30 de Maio de 2025 às 18h00

Reprodução/Foto: Valter Campanato/Agência Brasil.

Por Juan Pablo (estudante de Engenharia Mecânica na UFRN e militante do PCBR e da UJC)

A língua portuguesa é tão maravilhosa que, com ela, é possível florear com palavras belas o mais desflorado dos jardins; é possível defender com fortes frases de efeito a mais fraca e sem efeito política; é possível dar forma bela ao conteúdo mais sem beleza. Isso é o que nos demonstra o artigo assinado por dirigentes nacionais da União da Juventude Socialista (UJS), cujo título é resultado de uma ingrata paráfrase – leia-se: distorção – de Lênin, e que pretende nos trazer uma reflexão sobre o papel do que eles chamam de “sectarismo” no movimento estudantil, dentro do atual contexto de disputas rumo ao Congresso da UNE.

Não brigamos com palavras, mas é incontornável pontuar a confusão que os nossos amigos socialistas fazem com o termo “sectarismo”, jogando fenômenos de naturezas distintas em um mesmo guarda-chuva conceitual, o que induz o leitor a falsas conclusões.
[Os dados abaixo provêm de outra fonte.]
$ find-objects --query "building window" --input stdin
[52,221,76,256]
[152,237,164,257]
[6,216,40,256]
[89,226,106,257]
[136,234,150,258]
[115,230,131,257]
Quanto a isso, é válido apontar, ainda que não seja o nosso objetivo nos aprofundar nesse aspecto, a diferença entre sectarismo e esquerdismo.

Se, por um lado, o primeiro termo diz respeito a um problema de postura política próprio ao espírito de seita e suas infinitas manifestações; por outro lado, o segundo trata de um problema de análise e ação tática daqueles que não compreendem as mediações necessárias para a realização do objetivo estratégico socialista. Por conseguinte, é completamente factível uma organização esquerdista não ser sectária e uma organização sectária não ser esquerdista – é o caso, por exemplo, da própria organização dos companheiros, mergulhada em autoproclamação, espírito de seita, amiguismo, hostilidade e diversos outros elementos característicos do sectarismo em vários de seus locais de atuação, embora não incorra no desvio esquerdista.

Adentrando o mérito político do texto – que é a base de areia sobre a qual erguem seus argumentos –, os companheiros apontam o problema do sectarismo como sendo uma das pedras no meio do caminho para alcançar o digno objetivo que dizem colocar para si: o combate à extrema-direita e ao fascismo, clamando pela unidade em torno disso. O problema é que, em todo o artigo, não é dita uma palavra sequer sobre o conteúdo real desse combate – portanto, não é dita uma palavra sequer sobre os termos dessa unidade, que é a questão mais importante de qualquer unidade, pois, como dizia Lênin no livro que os nossos companheiros falsificam: “toda a questão consiste em saber aplicar esta táctica para elevar, e não para diminuir, o nível geral de consciência, de espírito revolucionário e de capacidade de luta e de vitória do proletariado”. Afinal, por princípio, nenhuma organização séria é contra a unidade – a questão, sempre, é: unidade para quê, com quem, sob qual hegemonia, com qual grau de possibilidade de disputa e com que limites. Falar abstratamente em unidade, sem qualificar esses pontos, é apenas tapear – a si ou aos outros.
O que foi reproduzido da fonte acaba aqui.